RCA: Artistes Répertoires

 Pianists of an older generation are featured in RCA’s Artistes Répertoires double packs from France. These may be an inexpensive way to acquire some classic performances, but the packaging is flimsy, the booklet notes perfunctory, the cover artwork sometimes risible and the transfers not always good.

 

Published: January 20, 2012 at 4:22 pm

COMPOSERS: Various
LABELS: RCA

Pianists of an older generation are featured in RCA’s Artistes Répertoires double packs from France. These may be an inexpensive way to acquire some classic performances, but the packaging is flimsy, the booklet notes perfunctory, the cover artwork sometimes risible and the transfers not always good.

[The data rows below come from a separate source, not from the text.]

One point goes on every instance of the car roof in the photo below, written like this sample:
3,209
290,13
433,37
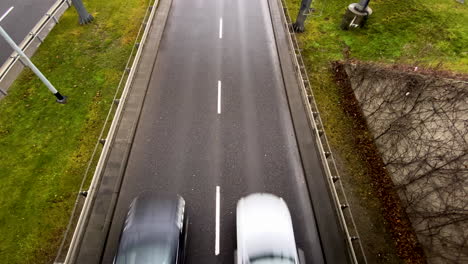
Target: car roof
267,226
150,226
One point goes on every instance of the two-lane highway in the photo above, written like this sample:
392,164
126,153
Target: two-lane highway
216,126
21,20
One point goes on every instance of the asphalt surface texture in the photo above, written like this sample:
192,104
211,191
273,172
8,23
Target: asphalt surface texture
216,117
20,21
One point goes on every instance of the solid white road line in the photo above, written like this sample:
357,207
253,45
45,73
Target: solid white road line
219,97
221,28
217,220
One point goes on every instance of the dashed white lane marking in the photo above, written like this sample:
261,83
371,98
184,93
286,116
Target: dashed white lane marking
217,219
219,97
221,28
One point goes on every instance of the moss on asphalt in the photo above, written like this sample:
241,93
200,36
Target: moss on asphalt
45,146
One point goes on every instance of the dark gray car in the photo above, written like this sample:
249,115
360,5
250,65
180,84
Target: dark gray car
155,231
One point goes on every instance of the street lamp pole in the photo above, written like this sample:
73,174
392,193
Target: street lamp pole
356,15
60,98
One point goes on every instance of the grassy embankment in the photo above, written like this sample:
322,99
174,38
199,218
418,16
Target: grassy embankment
45,146
423,33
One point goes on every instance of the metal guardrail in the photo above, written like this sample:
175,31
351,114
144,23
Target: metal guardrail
13,65
72,243
338,192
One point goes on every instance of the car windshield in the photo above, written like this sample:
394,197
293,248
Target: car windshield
271,259
145,254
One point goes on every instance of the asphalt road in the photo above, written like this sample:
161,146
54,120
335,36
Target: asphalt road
20,21
216,114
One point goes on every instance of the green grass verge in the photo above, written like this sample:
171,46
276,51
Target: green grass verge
45,146
424,33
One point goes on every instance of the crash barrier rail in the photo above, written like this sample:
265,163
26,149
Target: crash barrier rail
338,192
13,65
80,214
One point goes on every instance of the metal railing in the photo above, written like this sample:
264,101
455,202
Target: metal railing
336,187
84,199
13,65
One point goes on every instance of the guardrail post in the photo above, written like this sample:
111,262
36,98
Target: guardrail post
85,17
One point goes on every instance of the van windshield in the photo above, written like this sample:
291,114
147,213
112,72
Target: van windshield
271,259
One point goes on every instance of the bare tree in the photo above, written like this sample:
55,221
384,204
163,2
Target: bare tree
420,125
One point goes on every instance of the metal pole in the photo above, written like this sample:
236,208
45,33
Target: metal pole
361,7
60,98
298,26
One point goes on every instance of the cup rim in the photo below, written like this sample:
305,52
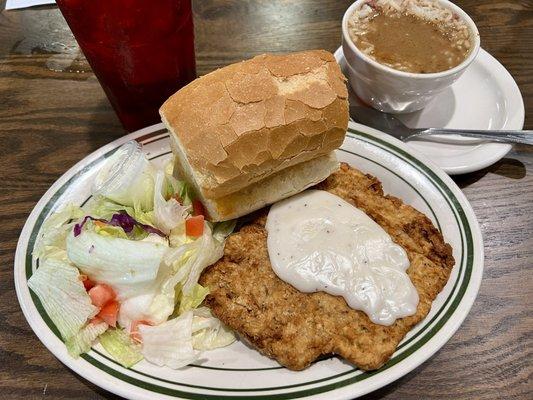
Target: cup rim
432,75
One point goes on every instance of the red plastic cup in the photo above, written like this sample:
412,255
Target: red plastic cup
141,51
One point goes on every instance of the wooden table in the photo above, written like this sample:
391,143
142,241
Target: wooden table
53,113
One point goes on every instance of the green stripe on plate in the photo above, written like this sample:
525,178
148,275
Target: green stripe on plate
455,206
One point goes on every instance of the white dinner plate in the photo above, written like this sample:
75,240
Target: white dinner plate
484,97
238,370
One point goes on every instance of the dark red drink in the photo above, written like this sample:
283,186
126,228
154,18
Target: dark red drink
141,51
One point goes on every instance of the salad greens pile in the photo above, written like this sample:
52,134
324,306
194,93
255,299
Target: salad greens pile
124,268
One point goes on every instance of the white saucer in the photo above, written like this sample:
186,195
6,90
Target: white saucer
485,97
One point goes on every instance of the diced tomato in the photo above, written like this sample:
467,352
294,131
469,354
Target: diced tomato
87,283
197,208
101,294
194,226
95,320
177,198
109,312
134,330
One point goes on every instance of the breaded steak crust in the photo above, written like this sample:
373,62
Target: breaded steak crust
296,328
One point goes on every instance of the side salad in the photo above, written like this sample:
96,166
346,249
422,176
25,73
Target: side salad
124,268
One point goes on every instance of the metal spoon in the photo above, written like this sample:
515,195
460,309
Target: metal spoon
393,126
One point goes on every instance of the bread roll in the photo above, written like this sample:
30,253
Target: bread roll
248,121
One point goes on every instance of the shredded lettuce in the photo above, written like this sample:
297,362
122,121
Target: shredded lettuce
128,266
193,299
131,236
127,177
101,207
61,292
167,213
186,263
208,332
121,347
55,229
83,340
169,344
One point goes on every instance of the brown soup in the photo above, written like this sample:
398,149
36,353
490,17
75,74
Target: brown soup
410,43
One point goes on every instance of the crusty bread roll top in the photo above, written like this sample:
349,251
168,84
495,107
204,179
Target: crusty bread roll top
251,120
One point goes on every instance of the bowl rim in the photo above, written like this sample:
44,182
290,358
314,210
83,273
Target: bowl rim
421,76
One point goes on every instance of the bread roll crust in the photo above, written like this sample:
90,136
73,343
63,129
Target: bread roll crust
248,120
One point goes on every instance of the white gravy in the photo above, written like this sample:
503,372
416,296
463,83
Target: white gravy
319,242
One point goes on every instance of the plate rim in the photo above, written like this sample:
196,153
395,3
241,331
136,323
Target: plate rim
125,389
512,93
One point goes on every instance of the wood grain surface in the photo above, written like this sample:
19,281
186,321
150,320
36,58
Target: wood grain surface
53,113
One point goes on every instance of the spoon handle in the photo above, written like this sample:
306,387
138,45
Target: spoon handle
505,136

RCA’s William Kapell edition served him better than this album which includes concertos by BEETHOVEN, KHACHATURIAN and RACHMANINOFF (74321 84595 2), where the high frequencies have been emasculated, presumably in the quest to reduce 78rpm surface noise.

Arthur Rubinstein comes up more freshly in FRENCH MUSIC (74321 84606 2), though again the older recordings are muffled. Why couldn’t RCA have used the same masterings as in their Rubinstein edition?

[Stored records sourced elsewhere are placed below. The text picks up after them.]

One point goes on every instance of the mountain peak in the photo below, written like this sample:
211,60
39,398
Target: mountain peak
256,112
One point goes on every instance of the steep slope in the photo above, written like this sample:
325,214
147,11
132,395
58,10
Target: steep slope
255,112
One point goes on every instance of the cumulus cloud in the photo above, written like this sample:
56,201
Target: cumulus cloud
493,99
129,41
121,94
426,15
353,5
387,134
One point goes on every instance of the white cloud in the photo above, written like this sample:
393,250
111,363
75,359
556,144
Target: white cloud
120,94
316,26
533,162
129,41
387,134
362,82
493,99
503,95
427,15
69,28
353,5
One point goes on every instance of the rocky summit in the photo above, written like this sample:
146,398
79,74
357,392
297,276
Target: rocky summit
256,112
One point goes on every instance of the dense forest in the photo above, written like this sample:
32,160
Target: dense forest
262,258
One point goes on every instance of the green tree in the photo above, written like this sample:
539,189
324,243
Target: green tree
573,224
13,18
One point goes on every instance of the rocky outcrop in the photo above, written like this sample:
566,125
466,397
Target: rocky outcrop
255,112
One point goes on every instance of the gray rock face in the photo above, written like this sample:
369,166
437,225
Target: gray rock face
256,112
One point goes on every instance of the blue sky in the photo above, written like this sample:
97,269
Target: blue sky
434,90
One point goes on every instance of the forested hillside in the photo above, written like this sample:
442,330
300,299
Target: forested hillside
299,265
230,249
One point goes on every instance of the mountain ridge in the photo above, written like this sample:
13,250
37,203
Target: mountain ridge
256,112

MUSSORGSKY’s Pictures at an Exhibition is the main work in a Vladimir Horowitz issue (74321 84594 2) with sonatas and other works by SCRIABIN and CLEMENTI. Here the sound is good, and the sprinkling of live recordings gives the usual frisson of Horowitz on show.

Sviatoslav Richter comes out best of all (74321 84605 2), with a laid-back BRAHMS Second Concerto (Chicago SO/Leinsdorf) and an elegant BEETHOVEN First Concerto with Charles Münch, who also surfaces in several albums of French music.

Most notable is his DEBUSSY and CHAUSSON, with a radiant Poème from David Oistrakh (74321 84591 2); and Münch’s BERLIOZ, with the Symphonie fantastique and various overtures – Roman Carnival fairly sizzles along – only disappoints in a harshly recorded Nuits d’été with Victoria de los Angeles (74321 84587 2).

Staying with French music, KOECHLIN’s Jungle Book and Seven Stars Symphony (74321 84596 2) come in excellent Nineties performances with David Zinman and James Judd – listen to Iris Vermillion in the opening ‘Seal Lullaby’, and be seduced.

While it’s good to see Seiji Ozawa’s strong 1967 version of MESSIAEN’s Turangalîla Symphony at last available on CD (74321 84601 2), the coupling, of symphonies by ROUSSEL under Marek Janowski, gives the impression of a compilation thrown together in haste, as does the collection of four SCHUBERT symphonies, three with Günter Wand, and one with Fritz Reiner (74321 84607 2).

But you’ll still find more satisfaction here than in the Pritchard Schubert disc I mentioned earlier, and Reiner in MAHLER’s Fourth Symphony (coupled with Das Lied von der Erde – 74321 84599 2) would be a viable alternative to Horenstein, if only the left and right channels weren’t reversed throughout.

By all means pile ’em high and sell ’em cheap, but do get it right.